# How do you prove that sqrt(4+2sqrt(3)) = sqrt(3)+1 ?

Nov 20, 2016

One way to show that the left hand side is equal to the right hand side is to show that their quotient is equal to $1$. Beginning with the quotient, we have

$\frac{\sqrt{4 + 2 \sqrt{3}}}{\sqrt{3} + 1}$

To help us evaluate this, let's first rationalize the denominator

$\frac{\sqrt{4 + 2 \sqrt{3}}}{\sqrt{3} + 1} = \frac{\sqrt{4 + 2 \sqrt{3}} \times \left(\sqrt{3} - 1\right)}{\left(\sqrt{3} + 1\right) \times \left(\sqrt{3} - 1\right)}$

$= \frac{\sqrt{4 + 2 \sqrt{3}} \times \left(\sqrt{3} - 1\right)}{{\left(\sqrt{3}\right)}^{2} - {1}^{2}}$

$= \frac{\sqrt{4 + 2 \sqrt{3}} \times \left(\sqrt{3} - 1\right)}{3 - 1}$

$= \frac{\sqrt{4 + 2 \sqrt{3}} \times \left(\sqrt{3} - 1\right)}{2}$

As the quotient must be equal to $1$ if the given expressions are equal, we now need to show that the numerator is equal to $2$.

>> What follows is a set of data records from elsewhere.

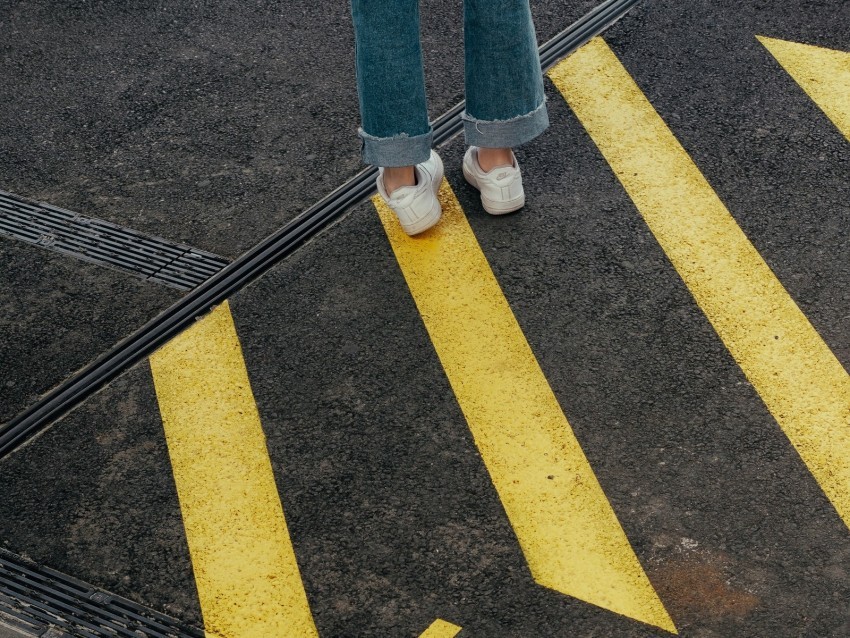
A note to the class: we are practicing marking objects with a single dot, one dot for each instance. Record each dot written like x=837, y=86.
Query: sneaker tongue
x=403, y=191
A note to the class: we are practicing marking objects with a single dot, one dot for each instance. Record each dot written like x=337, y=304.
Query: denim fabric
x=505, y=103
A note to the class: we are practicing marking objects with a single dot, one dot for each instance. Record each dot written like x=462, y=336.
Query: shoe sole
x=436, y=213
x=494, y=207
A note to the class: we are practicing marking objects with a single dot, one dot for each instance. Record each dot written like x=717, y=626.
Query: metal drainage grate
x=105, y=243
x=38, y=601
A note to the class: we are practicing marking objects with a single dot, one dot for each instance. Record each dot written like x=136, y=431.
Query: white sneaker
x=501, y=187
x=417, y=207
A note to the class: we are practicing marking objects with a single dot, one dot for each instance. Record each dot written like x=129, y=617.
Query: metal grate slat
x=39, y=597
x=102, y=242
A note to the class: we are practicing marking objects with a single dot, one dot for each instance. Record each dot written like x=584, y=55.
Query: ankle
x=398, y=176
x=490, y=158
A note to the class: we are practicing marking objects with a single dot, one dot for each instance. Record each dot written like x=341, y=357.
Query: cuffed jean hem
x=505, y=133
x=398, y=150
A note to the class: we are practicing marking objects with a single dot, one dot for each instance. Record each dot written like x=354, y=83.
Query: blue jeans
x=505, y=102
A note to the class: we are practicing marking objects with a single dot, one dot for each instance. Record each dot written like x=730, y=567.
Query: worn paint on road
x=824, y=74
x=796, y=374
x=566, y=527
x=248, y=580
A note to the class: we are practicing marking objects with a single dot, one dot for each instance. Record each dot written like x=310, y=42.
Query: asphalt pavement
x=318, y=456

$\sqrt{4 + 2 \sqrt{3}} \times \left(\sqrt{3} - 1\right) = \sqrt{4 + 2 \sqrt{3}} \times \sqrt{{\left(\sqrt{3} - 1\right)}^{2}}$

(Note that the above step is justified because $\sqrt{3} - 1 > 0$. If $x \ge 0$, then $x = \sqrt{{x}^{2}}$. If $x < 0$, then $x = - \sqrt{{x}^{2}}$)

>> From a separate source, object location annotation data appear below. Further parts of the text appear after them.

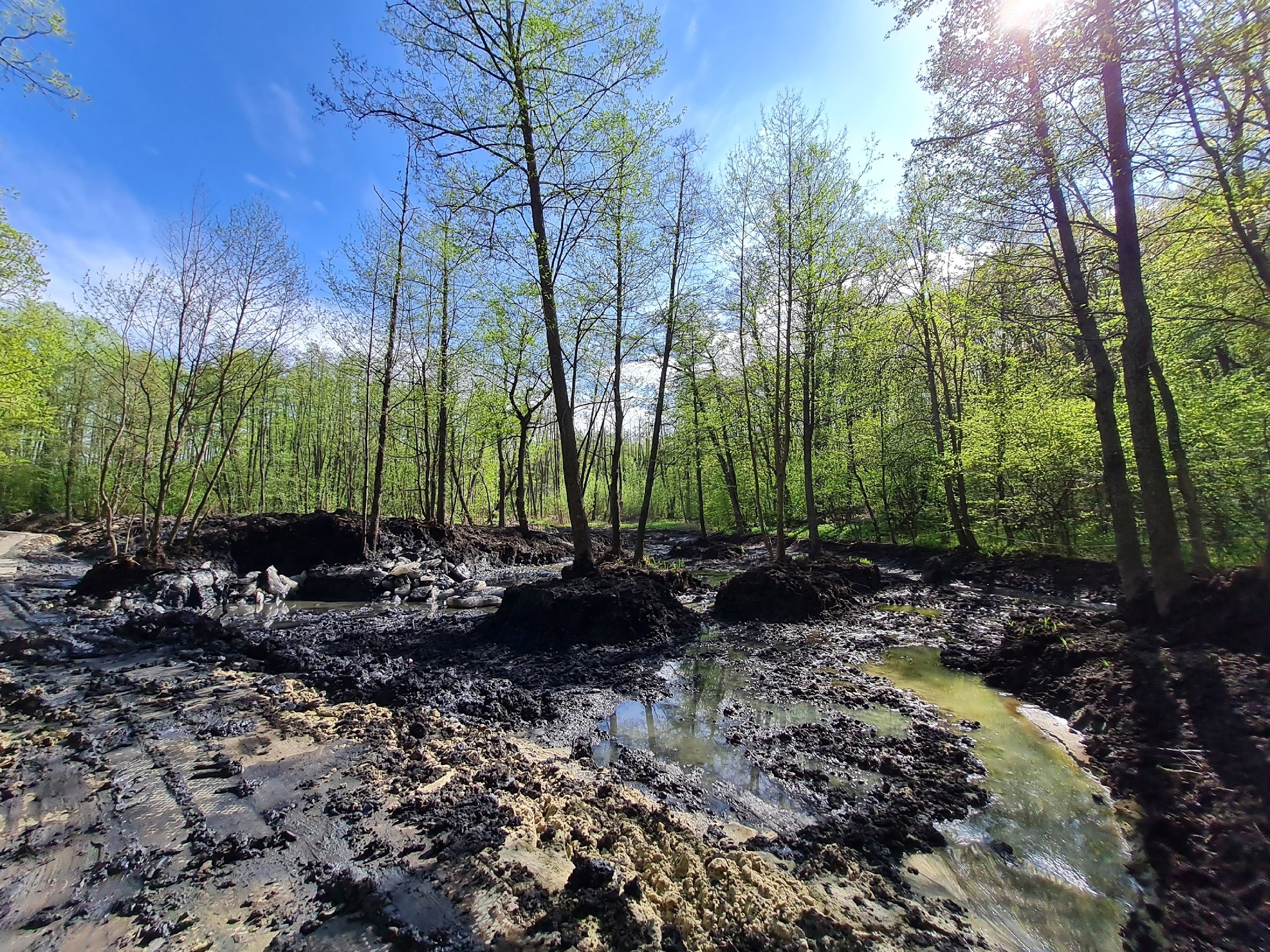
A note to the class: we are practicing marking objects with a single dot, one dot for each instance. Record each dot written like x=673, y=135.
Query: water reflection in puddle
x=691, y=729
x=300, y=611
x=1043, y=867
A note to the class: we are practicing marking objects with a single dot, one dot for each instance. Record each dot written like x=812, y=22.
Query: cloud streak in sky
x=87, y=220
x=277, y=122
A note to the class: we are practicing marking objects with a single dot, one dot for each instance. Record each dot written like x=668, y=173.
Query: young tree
x=686, y=196
x=507, y=96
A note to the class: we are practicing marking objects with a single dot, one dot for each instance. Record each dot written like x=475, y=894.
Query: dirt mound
x=620, y=607
x=295, y=542
x=287, y=541
x=1227, y=611
x=1182, y=729
x=121, y=574
x=794, y=592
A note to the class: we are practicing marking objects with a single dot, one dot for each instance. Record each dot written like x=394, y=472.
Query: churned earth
x=394, y=776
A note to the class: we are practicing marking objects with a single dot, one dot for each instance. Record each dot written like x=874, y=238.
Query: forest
x=1052, y=338
x=616, y=540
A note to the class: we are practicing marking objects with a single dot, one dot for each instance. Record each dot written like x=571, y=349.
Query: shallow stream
x=1043, y=866
x=1042, y=869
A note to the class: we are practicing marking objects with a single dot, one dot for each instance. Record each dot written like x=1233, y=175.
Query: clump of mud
x=121, y=574
x=1231, y=611
x=618, y=607
x=1179, y=722
x=797, y=591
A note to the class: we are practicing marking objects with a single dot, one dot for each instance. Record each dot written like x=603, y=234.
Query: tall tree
x=1137, y=352
x=506, y=94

$= \sqrt{\left(4 + 2 \sqrt{3}\right) {\left(\sqrt{3} - 1\right)}^{2}}$

$= \sqrt{\left(4 + 2 \sqrt{3}\right) \left(3 - 2 \sqrt{3} + 1\right)}$

=sqrt((4+2sqrt(3))(4-2sqrt(3))

$= \sqrt{{4}^{2} - {\left(2 \sqrt{3}\right)}^{2}}$

$= \sqrt{16 - 12}$

(As when rationalizing the denominator, we make use of the identity $\left(a + b\right) \left(a - b\right) = {a}^{2} - {b}^{2}$)

$= \sqrt{4}$

$= 2$

Now that we have shown that the numerator has the desired property, we can solve the rest of the problem quite simply.

$\frac{\sqrt{4 + 2 \sqrt{3}}}{\sqrt{3} + 1} = \frac{\sqrt{4 + 2 \sqrt{3}} \times \left(\sqrt{3} - 1\right)}{\left(\sqrt{3} + 1\right) \times \left(\sqrt{3} - 1\right)} = \frac{2}{2} = 1$

$\implies \frac{\sqrt{4 + 2 \sqrt{3}}}{\sqrt{3} + 1} \times \left(\sqrt{3} + 1\right) = 1 \times \left(\sqrt{3} + 1\right)$

$\therefore \sqrt{4 + 2 \sqrt{3}} = \sqrt{3} + 1$

Nov 20, 2016

See below.

#### Explanation:

This expression has the structure

$\sqrt{a + b \sqrt{3}} = c \sqrt{3} + d$ so squaring both sides

$a + b \sqrt{3} = 3 {c}^{2} + 2 \sqrt{3} c d + {d}^{2}$ pairing terms

$\left\{\begin{matrix}a - 3 {c}^{2} - {d}^{2} = 0 \\ b - 2 c d = 0\end{matrix}\right.$

Solving for $c , d$ we have

$c = \pm \frac{\sqrt{a \pm \sqrt{{a}^{2} - 3 {b}^{2}}}}{\sqrt{6}}$
$d = \pm \frac{\sqrt{\frac{3}{2}} b}{\sqrt{a - \sqrt{{a}^{2} \pm 3 {b}^{2}}}}$

If $a = 4 , b = 2$ we have the possibilities

$\left(\begin{matrix}c = - \frac{1}{\sqrt{3}} & d = - \sqrt{3} \\ c = \frac{1}{\sqrt{3}} & d = \sqrt{3} \\ c = - 1 & d = - 1 \\ c = 1 & d = 1\end{matrix}\right)$

Nov 20, 2016

See description...

#### Explanation:

Note that:

${\left(\sqrt{3} + 1\right)}^{2} = {\left(\sqrt{3}\right)}^{2} + 2 \left(\sqrt{3}\right) + 1$

$\textcolor{w h i t e}{{\left(\sqrt{3} + 1\right)}^{2}} = 3 + 2 \sqrt{3} + 1$

$\textcolor{w h i t e}{{\left(\sqrt{3} + 1\right)}^{2}} = 4 + 2 \sqrt{3}$

Since $\sqrt{3} + 1 > 0$, we can take the positive square root of both ends to get:

$\sqrt{3} + 1 = \sqrt{4 + 2 \sqrt{3}}$